Calculus gives us a precise way to describe motion that changes from moment to moment. Position tells where an object is, velocity tells how position changes with time, and acceleration tells how velocity changes with time. These three quantities are linked by derivatives, so a graph of motion can reveal much more than just where an object has been.
This matters in physics, engineering, transportation, robotics, sports science, and any situation where motion must be predicted or controlled.
If s(t) is position, then velocity is the slope of the position graph, and acceleration is the slope of the velocity graph. The reverse process uses area: displacement comes from the area under a velocity time graph, and change in velocity comes from the area under an acceleration time graph. Positive and negative signs show direction, while the steepness of a graph shows how rapidly a quantity is changing.
Reading motion graphs well means connecting slope, area, sign, and units at the same time.
Key Facts
- Velocity is the derivative of position: v(t) = ds/dt.
- Acceleration is the derivative of velocity: a(t) = dv/dt = d2s/dt2.
- Displacement from time t1 to t2 is Δs = ∫ from t1 to t2 v(t) dt.
- Change in velocity from time t1 to t2 is Δv = ∫ from t1 to t2 a(t) dt.
- Average velocity is vavg = Δs/Δt, while instantaneous velocity is the slope of s(t) at one moment.

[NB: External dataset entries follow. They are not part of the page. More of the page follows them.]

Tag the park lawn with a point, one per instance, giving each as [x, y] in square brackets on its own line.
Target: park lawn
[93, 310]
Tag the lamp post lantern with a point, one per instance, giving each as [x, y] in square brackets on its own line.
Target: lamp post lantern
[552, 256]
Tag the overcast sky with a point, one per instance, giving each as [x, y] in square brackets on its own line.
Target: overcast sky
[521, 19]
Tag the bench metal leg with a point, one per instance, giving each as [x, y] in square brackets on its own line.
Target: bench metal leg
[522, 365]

- Speed is the magnitude of velocity: speed = |v|, so it is never negative.
Vocabulary
- Position
- Position is an object's location relative to a chosen origin, usually measured in meters.
- Velocity
- Velocity is the rate of change of position with time, including both speed and direction.
- Acceleration
- Acceleration is the rate of change of velocity with time.
- Derivative
- A derivative gives the instantaneous rate of change of one quantity with respect to another.
- Displacement
- Displacement is the change in position from an initial point to a final point, including direction.
Common Mistakes to Avoid
- Confusing speed with velocity. Speed has no direction and is always nonnegative, while velocity can be positive, negative, or zero depending on direction.
- Reading height instead of slope on a position time graph. The value of the position graph gives location, but its slope gives velocity.
- Assuming negative acceleration always means slowing down. Negative acceleration means acceleration points in the negative direction, and an object speeds up if velocity is also negative.
- Ignoring units when moving between graphs. Position is measured in meters, velocity in meters per second, and acceleration in meters per second squared, so slopes and areas must match these units.
Practice Questions
- 1 A runner's position is s(t) = 3t2 + 2t, where s is in meters and t is in seconds. Find v(t), a(t), the velocity at t = 4 s, and the acceleration at t = 4 s.
- 2 A car has velocity v(t) = 12 - 2t in m/s from t = 0 s to t = 5 s. Find its acceleration, its displacement over the 5 s interval, and its speed at t = 5 s.
- 3 A position time graph is a curve that rises while getting flatter, then reaches a highest point, then slopes downward. Describe what happens to the object's velocity and explain whether the object changes direction.